Plaintiff and his lawyer from the outset (actually prior to filing the case) engaged in a joint effort to convert a “ ‘simple straightforward debt collection action into a full-fledged assault’”5 directed against Defendant Kap-lan and his status as a lawyer — debt collector. This plan was not limited to recovery of statutory damages.6

*1029Sanctions awarded in this case pursuant to Rule 11 are also appropriate under 28 U.S.C. § 1927 and 15 U.S.C. § 1692k(a)(3).

I find that Plaintiff, together with his attorney, Michael C. Shaw cooperated in drafting the complaint and the harassing nature of their activities, and that each should be responsible for monetary sanctions imposed by the Court.

The Court of Appeals found that Plaintiffs appeal was not frivolous and concluded that it “must deny” Defendant’s request for attorneys’ fees on appeal.

Plaintiffs 1682g claim was not frivolous and the denial of that claim would not support an award of attorney’s fees to Defendant as to that claim.

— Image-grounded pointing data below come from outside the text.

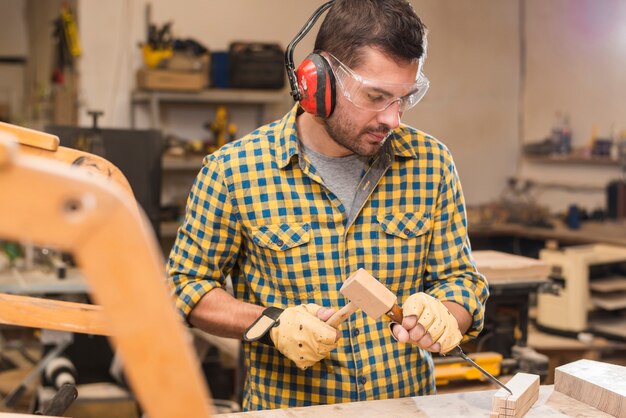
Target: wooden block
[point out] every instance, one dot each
(598, 384)
(520, 410)
(365, 292)
(525, 388)
(32, 138)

After reviewing Defendant’s fee application and the record before this Court, I find that $2,250.00 of the fees (15 hours @ $150.00 per hour) claimed by Defendant are reasonably associated with the 1682g claim.

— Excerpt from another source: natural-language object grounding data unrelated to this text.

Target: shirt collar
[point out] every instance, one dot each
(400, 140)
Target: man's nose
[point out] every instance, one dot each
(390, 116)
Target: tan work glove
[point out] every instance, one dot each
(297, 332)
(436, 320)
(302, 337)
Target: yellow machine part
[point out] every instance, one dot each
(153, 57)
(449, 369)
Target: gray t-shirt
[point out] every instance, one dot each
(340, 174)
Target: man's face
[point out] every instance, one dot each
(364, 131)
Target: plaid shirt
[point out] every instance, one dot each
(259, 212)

Accordingly, the Court being fully advised,

IT IS ORDERED awarding attorneys’ fees of $6,250.00 to Defendant as sanctions, together with costs in this Court of $145.70 and Court of Appeals costs of $265.60.

IT IS FURTHER ORDERED that the Clerk enter judgment in favor of Defendant and against Plaintiff Christopher M. Terran and Michael C. Shaw, jointly and severally as sanctions, in the total amount of $6,250.00.

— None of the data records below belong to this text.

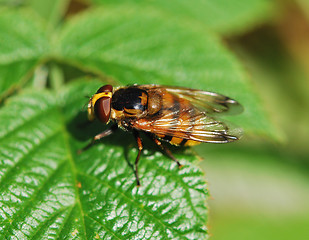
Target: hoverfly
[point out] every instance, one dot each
(180, 116)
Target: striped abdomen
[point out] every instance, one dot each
(174, 121)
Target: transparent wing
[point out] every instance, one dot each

IT IS FURTHER ORDERED that the Clerk enter Judgment in the amount of $411.30, in favor of Defendant and against Plaintiff Christopher M. Terran, for costs.

. Plaintiff requested the Court to order Defendant’s counsel "to submit to it his fee agreement with defendant.” Plaintiff asserted, "It is anticipated that Mr. Hammerman is not likely to comply with this request since examination of the fee agreement would obviously show Ms. Schwartz-bard’s services were not being billed to Defendant at a [sic] $150.00 per hour.” (dkt.58, p.2). Contrary to Plaintiff’s anticipation, a copy of the fee agreement was filed without an order of court and it reflected that firm services were to be billed at "$150.00 per hour." This same information was included in Mr. Hammerman’s Affidavit (dkt.57) previously filed with the Court on April 21, 1997.

. These withdrawn claims included allegations that Defendant engaged in a "campaign of de- . ceptive, unfair and abusive debt collection practices," that Plaintiff “suffered mental or emotional distress” and a prayer for punitive damages.

.The statement that "in an attempt to fairly compensate defendant, counsel undersigned [Shaw] would agree to reimburse defendant’s estate in the amount of $500.00 as and for its reasonable attorney fees in this matter” is captious, at best.

. See Salstrom v. Citicorp Credit Services, Inc., 74 F.3d 183, 185 (9th Cir.1996).

. Personal attacks on opposing counsel’s competency or character are never appropriate. I note by way of example, the assertion by Plaintiff’s counsel that defense counsel "greedily *1029and unethically requested compensation____" (dkt. 58, p. 3).